„Es ist auch eine Geschichte über das, was sicher ist, und das, was wir nur für sicher halten. […] Wenn der eine oder andere Leser vielleicht am Schluss selbst etwas verunsichert ist, würde mich das freuen, denn dies bringt uns näher an das Verständnis von Menschen mit Wahn.“ (Seite 7)
Achim Haug, emeritierter Professor für Psychiatrie, erzählt in Reisen in die Welt des Wahns anhand von vier Fallgeschichten von unterschiedlichen Facetten psychotischen Erlebens sowie von psychologischen Grundlagen bezüglich Wahrnehmen, Denken usw.
Er berichtet u.a. von kognitiver Dissonanz, Vulnerabilitäts-Stress-Modell der Schizophrenie, Suizidalität, Praecox-Erleben, schizotyper Persönlichkeitsstörung, Karl Jaspers, doppelter Buchführung, formalen Denkstörungen, Wahnstimmung, Wahnarbeit, Wahneinfall, Wahnwahrnehmung, bizarrem Wahn in der Schizophrenie, Wahndynamik, Jumping-to-Conclusions-Bias, Ich-Störungen, Wahnursachen, Wahnentwicklung, Capgras-Syndrom und Behandlung von Wahn.
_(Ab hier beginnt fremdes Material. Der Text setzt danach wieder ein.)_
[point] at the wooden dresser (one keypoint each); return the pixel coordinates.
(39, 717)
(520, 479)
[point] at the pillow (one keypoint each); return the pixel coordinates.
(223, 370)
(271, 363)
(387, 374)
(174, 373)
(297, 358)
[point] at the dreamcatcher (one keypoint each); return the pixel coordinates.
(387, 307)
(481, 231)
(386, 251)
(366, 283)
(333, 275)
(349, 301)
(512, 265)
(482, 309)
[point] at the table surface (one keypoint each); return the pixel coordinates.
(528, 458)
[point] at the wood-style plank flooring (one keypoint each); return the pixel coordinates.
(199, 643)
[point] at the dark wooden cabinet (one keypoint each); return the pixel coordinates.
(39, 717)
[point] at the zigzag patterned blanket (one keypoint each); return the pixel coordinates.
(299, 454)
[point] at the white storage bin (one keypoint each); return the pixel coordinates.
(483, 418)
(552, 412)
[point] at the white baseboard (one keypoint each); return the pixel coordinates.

Ich bin kein Laie im Bereich Schizophrenie, Psychose und Wahn, und die Terminologie im Buch war mir geläufig, die Phänomene bekannt, Personen wie Kurt Schneider und Karl Jaspers ein Begriff, ihre Arbeit im Bereich der Psychopathologie der Schizophrenie vertraut. Die psychologischen Grundlagen kenne ich aus meinem Psychologie-Studium, die Psychopathologie der Schizophrenie durch eine langjährige Forschungstätigkeit und universitäre Lehre im Bereich der Schizophrenie. Ich kann deshalb schlecht einschätzen, ob das Buch für einen blutigen Anfänger durchweg verständlich ist, aber ich vermute, dass es so ist, denn ich empfand Reisen in die Welt des Wahns als extrem eingängig, spannend und exzellent zusammengefasst. Zudem habe ich trotz intensiver Vorkenntnisse sehr viel von Haug gelernt, habe interessante Einblicke in verschiedene Aspekte erhalten und außerdem Erklärungen bekommen, die mir selbst beim tieferen Verständnis von Wahnerkrankungen geholfen haben.
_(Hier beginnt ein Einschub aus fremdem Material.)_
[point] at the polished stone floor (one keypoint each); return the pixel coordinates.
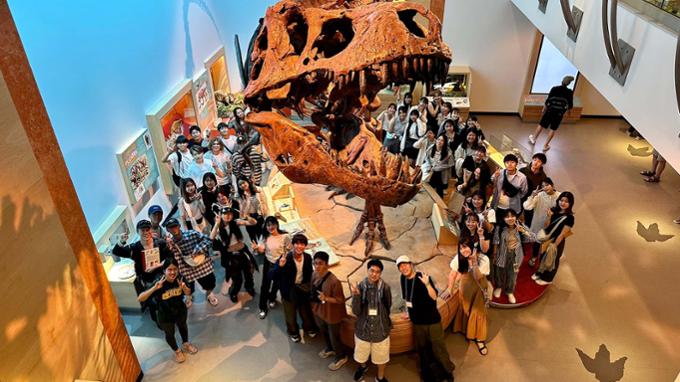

Es ist wirklich beeindruckend, wie sehr es Haug vermag, dem Leser verschiedene Phänomene nahe zu bringen. Dabei helfen einerseits seine Gedankenspiele, andererseits seine detaillierten Erklärungen, die dazu führen, dass man sich als Nicht-Betroffener etwas besser vorstellen kann, wie sich Wahn und Halluzinationen anfühlen, was in Betroffenen vorgeht, was mit ihnen geschieht, was Wahn für sie und für Außenstehende bedeutet.
Haug stellt in Reisen in die Welt des Wahns vier verschiedene Fallgeschichten vor, die anschaulich zeigen, wie heterogen Wahnerkrankungen sind, wobei der Autor packend von biografischen Aspekten, Symptomen und Therapie berichtet, berührt und bewegt, aufklärt und informiert.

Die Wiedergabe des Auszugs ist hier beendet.